Фагот понимающе кивнул:

– Это целиком моя ответственность.

Удивительная ситуация возникла. Не могу никак понять, что особенного в этой королеве-ниясыти, что этот серьезный человек, вдруг, готов пойти на такой шаг и взять на себя ответственность за совершенно незнакомую девушку, да еще и почти инвалида. Я считала свою потерю памяти именно инвалидностью.

– Хорошо. Тогда, что мне нужно делать?

Офицер облегченно выдохнул, словно все это время он затаил дыхание и боялся меня спугнуть. Он повернулся к Роду:

– Принесите ее некоторые вещи. Флайер будет отправляться, — он глянул на хронометр своего коммуникатора, — через десять минут, — Род кивнул и сразу удалился. — А вы следуйте за мной, — сказав мне это, он повернулся к летательному аппарату.

Я оглянулась. Только сейчас я заметила, что всё население поселка Со с величайшим напряжением и затаив дыхание наблюдало за нами, боясь пропустить хоть одно слово (правда я не уверена, что они многое расслышали, но напрягали явно слух конкретно). Напряжение было таким большим, что хоть лампочку вкручивай и свети! Вот, любопытные какие! А может, они были свидетелями исторического события? Кто знает, может, я и впрямь стану наездницей королевы-матери, а это было великой честью.

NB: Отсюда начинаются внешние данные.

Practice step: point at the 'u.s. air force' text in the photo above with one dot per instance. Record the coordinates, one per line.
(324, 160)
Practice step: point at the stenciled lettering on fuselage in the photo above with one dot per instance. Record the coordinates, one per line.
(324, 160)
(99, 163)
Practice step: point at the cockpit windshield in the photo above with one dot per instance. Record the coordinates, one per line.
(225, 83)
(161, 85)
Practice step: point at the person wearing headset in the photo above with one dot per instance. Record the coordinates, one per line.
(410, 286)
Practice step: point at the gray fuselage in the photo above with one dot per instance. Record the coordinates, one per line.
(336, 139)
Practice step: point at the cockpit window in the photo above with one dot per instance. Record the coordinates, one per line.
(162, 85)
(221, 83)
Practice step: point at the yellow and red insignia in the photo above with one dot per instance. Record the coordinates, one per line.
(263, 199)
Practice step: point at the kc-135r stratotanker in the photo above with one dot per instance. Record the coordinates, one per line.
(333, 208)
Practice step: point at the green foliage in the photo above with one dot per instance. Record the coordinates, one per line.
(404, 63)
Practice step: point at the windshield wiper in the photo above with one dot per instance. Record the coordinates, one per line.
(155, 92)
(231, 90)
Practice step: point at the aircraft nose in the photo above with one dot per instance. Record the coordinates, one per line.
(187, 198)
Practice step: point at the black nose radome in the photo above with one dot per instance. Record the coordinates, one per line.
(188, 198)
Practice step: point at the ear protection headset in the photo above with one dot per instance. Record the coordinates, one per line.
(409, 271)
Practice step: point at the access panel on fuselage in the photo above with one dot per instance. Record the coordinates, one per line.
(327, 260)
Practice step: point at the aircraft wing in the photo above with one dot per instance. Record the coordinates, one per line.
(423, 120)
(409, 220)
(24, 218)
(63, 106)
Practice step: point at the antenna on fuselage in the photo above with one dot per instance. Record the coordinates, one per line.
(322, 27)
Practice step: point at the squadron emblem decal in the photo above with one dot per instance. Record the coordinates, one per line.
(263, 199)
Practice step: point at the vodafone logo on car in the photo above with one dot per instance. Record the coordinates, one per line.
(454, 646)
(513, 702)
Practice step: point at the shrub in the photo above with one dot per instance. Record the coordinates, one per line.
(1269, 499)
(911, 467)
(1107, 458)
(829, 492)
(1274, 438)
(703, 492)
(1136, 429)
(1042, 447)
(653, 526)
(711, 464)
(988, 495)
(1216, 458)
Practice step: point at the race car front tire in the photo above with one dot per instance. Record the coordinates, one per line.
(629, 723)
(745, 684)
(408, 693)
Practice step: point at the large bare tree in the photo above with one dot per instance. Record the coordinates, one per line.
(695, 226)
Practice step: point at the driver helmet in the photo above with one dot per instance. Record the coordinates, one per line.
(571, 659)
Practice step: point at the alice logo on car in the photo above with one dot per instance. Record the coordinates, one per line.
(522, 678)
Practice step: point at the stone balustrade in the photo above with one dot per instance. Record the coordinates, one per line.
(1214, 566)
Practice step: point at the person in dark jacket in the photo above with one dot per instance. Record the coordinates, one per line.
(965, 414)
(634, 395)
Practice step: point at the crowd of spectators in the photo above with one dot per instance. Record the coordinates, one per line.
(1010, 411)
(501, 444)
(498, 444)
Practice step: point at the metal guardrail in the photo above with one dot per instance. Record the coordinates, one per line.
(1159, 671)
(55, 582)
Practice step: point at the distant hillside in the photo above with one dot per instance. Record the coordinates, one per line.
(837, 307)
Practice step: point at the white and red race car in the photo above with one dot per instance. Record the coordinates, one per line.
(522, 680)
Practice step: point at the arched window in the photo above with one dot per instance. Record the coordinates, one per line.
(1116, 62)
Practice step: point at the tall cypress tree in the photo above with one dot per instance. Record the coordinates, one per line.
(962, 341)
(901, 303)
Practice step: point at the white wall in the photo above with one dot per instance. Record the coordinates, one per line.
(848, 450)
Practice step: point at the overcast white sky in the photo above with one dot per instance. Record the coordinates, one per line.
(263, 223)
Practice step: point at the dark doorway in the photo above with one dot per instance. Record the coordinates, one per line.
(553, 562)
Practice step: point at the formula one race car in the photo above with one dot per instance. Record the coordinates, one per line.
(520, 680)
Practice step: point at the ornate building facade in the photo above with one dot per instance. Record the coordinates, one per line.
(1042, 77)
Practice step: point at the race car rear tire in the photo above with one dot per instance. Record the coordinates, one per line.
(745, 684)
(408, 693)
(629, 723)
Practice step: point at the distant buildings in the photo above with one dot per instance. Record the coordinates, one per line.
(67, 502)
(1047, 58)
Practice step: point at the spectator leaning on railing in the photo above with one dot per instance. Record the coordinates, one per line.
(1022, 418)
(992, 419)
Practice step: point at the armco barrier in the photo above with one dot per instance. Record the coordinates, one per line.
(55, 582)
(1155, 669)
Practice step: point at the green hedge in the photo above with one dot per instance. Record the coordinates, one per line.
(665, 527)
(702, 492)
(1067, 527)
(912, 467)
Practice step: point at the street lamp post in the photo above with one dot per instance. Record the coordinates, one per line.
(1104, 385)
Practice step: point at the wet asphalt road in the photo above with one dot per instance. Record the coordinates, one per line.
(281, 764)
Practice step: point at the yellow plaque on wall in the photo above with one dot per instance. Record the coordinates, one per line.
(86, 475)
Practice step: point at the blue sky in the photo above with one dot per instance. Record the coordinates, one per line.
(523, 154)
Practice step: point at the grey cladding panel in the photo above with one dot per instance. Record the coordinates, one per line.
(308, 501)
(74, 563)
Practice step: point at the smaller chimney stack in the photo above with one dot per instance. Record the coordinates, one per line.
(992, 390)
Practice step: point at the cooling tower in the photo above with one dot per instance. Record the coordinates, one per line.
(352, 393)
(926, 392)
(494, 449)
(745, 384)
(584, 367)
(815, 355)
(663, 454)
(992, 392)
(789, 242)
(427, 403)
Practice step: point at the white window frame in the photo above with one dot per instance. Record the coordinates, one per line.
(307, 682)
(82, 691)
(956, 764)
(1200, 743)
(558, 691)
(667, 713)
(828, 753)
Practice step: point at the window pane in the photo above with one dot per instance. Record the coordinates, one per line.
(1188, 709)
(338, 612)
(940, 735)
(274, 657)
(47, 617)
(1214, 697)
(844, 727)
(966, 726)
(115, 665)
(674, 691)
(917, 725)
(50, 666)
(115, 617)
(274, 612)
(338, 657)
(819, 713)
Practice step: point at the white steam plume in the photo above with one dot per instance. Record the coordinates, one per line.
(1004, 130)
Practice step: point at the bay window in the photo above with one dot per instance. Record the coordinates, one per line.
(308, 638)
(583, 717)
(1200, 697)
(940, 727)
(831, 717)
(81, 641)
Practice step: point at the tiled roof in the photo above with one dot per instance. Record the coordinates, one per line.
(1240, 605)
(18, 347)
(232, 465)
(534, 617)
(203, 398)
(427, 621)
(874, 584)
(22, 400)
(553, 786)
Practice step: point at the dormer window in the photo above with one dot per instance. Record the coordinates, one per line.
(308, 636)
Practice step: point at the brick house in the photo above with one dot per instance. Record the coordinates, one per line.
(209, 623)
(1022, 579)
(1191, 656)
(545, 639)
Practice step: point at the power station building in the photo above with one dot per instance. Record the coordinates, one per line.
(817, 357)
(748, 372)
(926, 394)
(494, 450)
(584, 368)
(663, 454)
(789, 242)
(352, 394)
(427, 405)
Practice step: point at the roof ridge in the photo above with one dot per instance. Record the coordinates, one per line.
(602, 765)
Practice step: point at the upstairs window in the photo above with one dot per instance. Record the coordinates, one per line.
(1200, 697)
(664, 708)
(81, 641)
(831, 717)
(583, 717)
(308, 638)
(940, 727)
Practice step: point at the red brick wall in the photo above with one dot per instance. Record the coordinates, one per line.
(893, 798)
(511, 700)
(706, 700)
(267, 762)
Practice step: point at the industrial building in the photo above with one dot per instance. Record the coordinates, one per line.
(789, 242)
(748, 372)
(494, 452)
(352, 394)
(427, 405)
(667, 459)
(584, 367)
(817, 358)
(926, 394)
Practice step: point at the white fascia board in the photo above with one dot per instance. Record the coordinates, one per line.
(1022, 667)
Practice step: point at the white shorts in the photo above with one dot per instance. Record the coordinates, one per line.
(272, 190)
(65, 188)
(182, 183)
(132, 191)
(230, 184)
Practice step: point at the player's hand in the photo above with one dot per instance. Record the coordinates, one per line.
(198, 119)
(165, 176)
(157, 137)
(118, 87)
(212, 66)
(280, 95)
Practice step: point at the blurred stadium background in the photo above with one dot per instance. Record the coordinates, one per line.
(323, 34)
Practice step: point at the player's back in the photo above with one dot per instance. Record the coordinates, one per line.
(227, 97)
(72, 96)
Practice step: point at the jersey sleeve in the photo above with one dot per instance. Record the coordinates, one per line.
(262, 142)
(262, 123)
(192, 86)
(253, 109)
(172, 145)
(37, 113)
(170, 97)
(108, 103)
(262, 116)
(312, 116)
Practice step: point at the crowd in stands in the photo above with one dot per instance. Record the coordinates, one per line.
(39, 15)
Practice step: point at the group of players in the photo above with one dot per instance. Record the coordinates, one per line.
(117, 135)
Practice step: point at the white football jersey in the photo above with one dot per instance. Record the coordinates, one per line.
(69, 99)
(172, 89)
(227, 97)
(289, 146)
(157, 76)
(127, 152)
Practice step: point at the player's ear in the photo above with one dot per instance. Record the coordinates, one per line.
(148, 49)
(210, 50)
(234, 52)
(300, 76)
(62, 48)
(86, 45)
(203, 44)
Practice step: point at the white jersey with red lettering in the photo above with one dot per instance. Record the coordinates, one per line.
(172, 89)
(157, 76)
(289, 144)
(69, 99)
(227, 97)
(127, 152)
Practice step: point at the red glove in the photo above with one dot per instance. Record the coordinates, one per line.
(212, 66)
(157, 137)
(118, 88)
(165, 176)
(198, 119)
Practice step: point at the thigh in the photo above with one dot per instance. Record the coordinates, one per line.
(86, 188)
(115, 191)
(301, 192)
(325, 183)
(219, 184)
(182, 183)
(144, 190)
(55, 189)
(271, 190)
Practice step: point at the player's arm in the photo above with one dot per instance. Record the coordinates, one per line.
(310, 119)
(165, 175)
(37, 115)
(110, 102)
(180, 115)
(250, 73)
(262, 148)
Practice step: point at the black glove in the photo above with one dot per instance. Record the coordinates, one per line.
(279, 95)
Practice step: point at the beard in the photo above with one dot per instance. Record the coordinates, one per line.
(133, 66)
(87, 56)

Выходит, что здесь королевами становились не по происхождению, а по способностям, точнее по способностям проявлять эмоции. Меня это удивляло, даже шокировало, если честно. Очень занятно… Я повернула голову в сторону уходящего офицера, но продолжала стоять. Что у меня с ногами? Они явно жили какой-то своей, отдельной жизнью. Хочу, иду, хочу не иду, а хочу, спотыкаюсь! И тут меня со спины толкнула большая голова того дивного создания под названием ниясыть — мол, иди! И я, робко оглянувшись на это создание, зашагала. Фагот подошел к мэру с помощником и еще одному офицеру. К слову сказать, те тоже за нами наблюдали с великим интересом все это время. Я подошла к ним. Остановилась в четырех шагах и стала робко топтаться на месте. Фагот оглянулся на меня через плечо, но, ничего не сказав в мою сторону, обратился к мэру:

– Я забираю госпожу Лану Арамс под личную ответственность, — потом он посмотрел на офицера в черной форме:

– Отлет через десять минут. Собери всех новичков и запускай двигатель, — потом он соизволил обратиться и ко мне: — Прошу вас занять место в пассажирском отделении флайера. Это вам будет несложно сделать самостоятельно? Или вам помочь?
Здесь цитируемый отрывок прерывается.